When the United Spirit Arena opened in 1999, the Coliseum had to compete with Texas Tech for events. Following the suspension of the Lubbock Cotton Kings ice hockey team and Lubbock Renegades football team in 2007, the coliseum lacked a permanent tenant.

==Arena usage==
===Sports===
====Arena football====
The Coliseum was briefly home to two professional indoor football teams, the Lubbock Gunslingers and Lubbock Renegades.

====College basketball====
The Texas Tech Red Raiders basketball team began playing at the Coliseum during the 1956–57 season. The Texas Tech Lady Raiders team began playing select games during the 1976–77 and 1977–78 seasons. The Lady Raiders began playing only at Lubbock Municipal Coliseum beginning with the 1978–79 season. After the venue now known as the United Supermarkets Arena opened in 1999, both teams relocated to the university-owned and operated arena. The Coliseum also hosted the Midwest Regional semi-final and final games of the 1966 NCAA Men's Division I basketball tournament won by the Texas Western Miners (now UTEP), who went on to upset the Kentucky Wildcats in the national championship game in College Park, Maryland.

====Ice hockey====
The arena was the home to the Lubbock Cotton Kings of the Central Hockey League from 1999 to 2007. However, after being unable to come to an agreement with the city of Lubbock for the use of the arena, the team suspended operations prior to the 2007–08 season. The building was also briefly home to the Texas Tech club hockey team from the start of their 2007 season until their eviction in 2008.
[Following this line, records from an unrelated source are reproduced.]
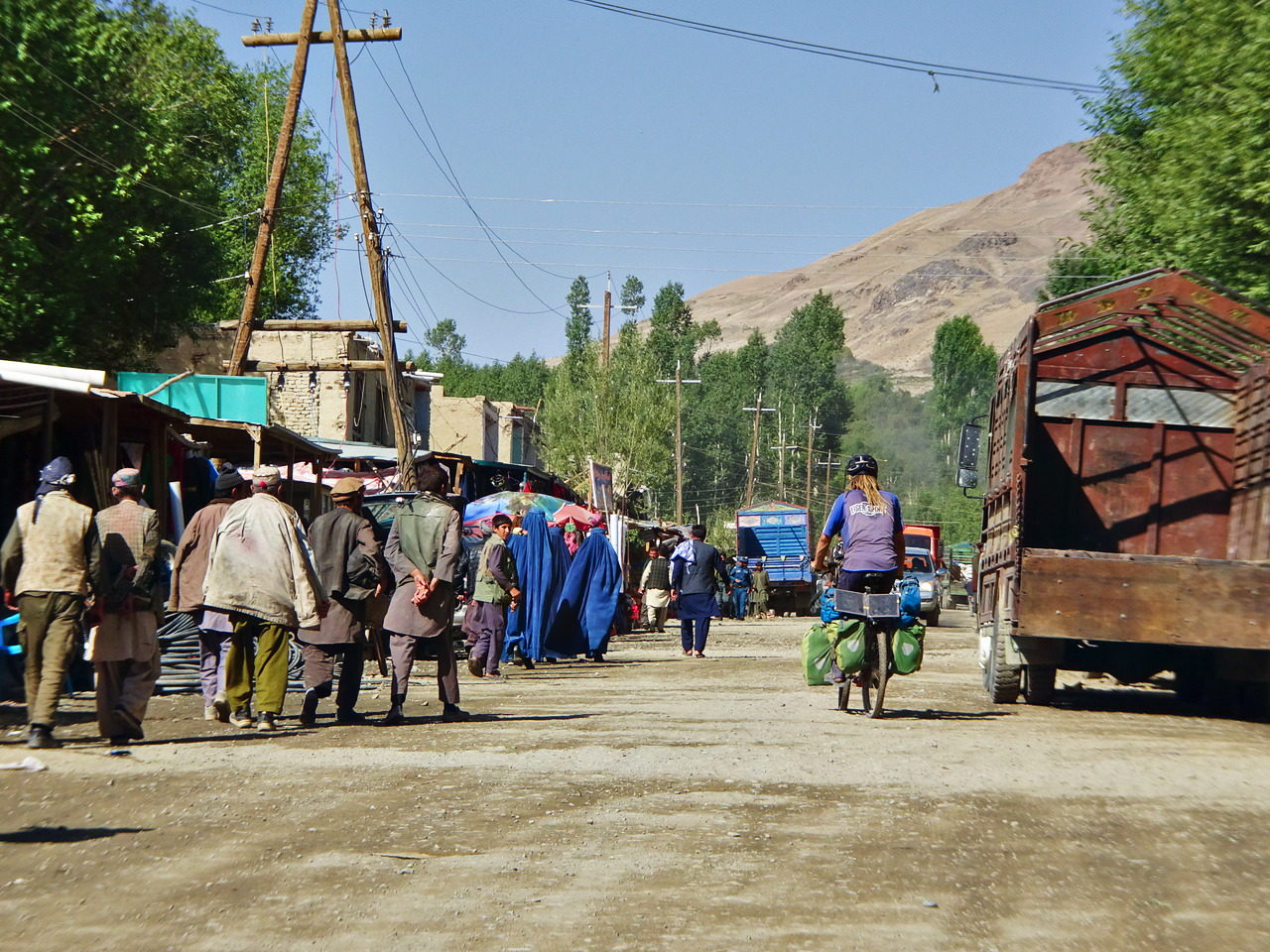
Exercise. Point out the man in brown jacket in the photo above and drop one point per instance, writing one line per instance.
(125, 645)
(51, 561)
(261, 572)
(189, 570)
(423, 551)
(350, 569)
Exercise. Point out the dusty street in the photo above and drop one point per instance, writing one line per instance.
(654, 802)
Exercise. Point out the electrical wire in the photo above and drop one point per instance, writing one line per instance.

====Professional basketball====
During the 1971–72 American Basketball Association season, the Lubbock Municipal Coliseum served as a sometimes home court for the then-named Texas Chaparrals, a one-year experiment by the Dallas Chaparrals to expand their appeal to a statewide audience. The Chaparrals eventually became the San Antonio Spurs of the American Basketball Association and later of the NBA.

====Wrestling====
Lubbock Municipal Coliseum was the Lubbock home of WWE since the 1980s. WCW also visited the Coliseum for most of the 1990s until United Supermarkets Arena (originally United Spirit Arena) opened.

===Concerts===
The Lubbock Municipal Coliseum was a popular stop for touring artists. In the 1980s, artists such as Van Halen, Bon Jovi, Def Leppard, Ozzy Osborne, Billy Idol and more played the Coliseum. Major concert tours have since moved to United Supermarkets Arena.

===Other===
The Coliseum was used for the Ringling Brothers and Barnum and Bailey Circus, Disney on Ice and Stars on Ice.

==Final event==
The final event to take place at the Coliseum was the 77th annual ABC Pro Rodeo April 4–6, 2019. The 2019 rodeo was the 63rd year which it was held at the Coliseum. Fittingly, the first event held at the Coliseum in 1956 was the 14th ABC Pro Rodeo.
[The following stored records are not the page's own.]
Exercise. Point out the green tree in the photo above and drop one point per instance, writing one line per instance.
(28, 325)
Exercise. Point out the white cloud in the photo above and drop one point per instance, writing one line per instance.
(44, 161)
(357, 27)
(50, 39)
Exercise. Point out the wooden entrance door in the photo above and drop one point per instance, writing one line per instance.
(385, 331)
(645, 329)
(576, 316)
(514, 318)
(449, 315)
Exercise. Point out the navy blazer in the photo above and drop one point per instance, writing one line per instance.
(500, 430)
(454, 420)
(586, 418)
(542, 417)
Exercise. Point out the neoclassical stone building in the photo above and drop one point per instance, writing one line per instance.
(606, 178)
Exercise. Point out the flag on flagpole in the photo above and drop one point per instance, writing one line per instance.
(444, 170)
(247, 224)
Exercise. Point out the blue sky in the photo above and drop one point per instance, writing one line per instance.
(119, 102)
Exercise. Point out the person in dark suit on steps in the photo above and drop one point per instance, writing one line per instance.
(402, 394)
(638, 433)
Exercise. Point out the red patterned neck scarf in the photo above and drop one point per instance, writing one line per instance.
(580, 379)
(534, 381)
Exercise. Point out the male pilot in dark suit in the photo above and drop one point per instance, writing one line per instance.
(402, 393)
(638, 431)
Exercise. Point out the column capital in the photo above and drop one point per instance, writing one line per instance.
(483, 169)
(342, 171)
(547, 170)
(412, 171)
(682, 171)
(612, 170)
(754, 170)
==Lubbock Municipal Auditorium==

Adjacent to the coliseum was the 2,803-seat Lubbock Municipal Auditorium. The auditorium hosted its final event on September 27, 2018, when Robert Plant performed with his band, The Sensational Space Shifters.

The auditorium was demolished in April and May 2019 along with the attached Lubbock Municipal Coliseum following the land's transfer of ownership back to Texas Tech University.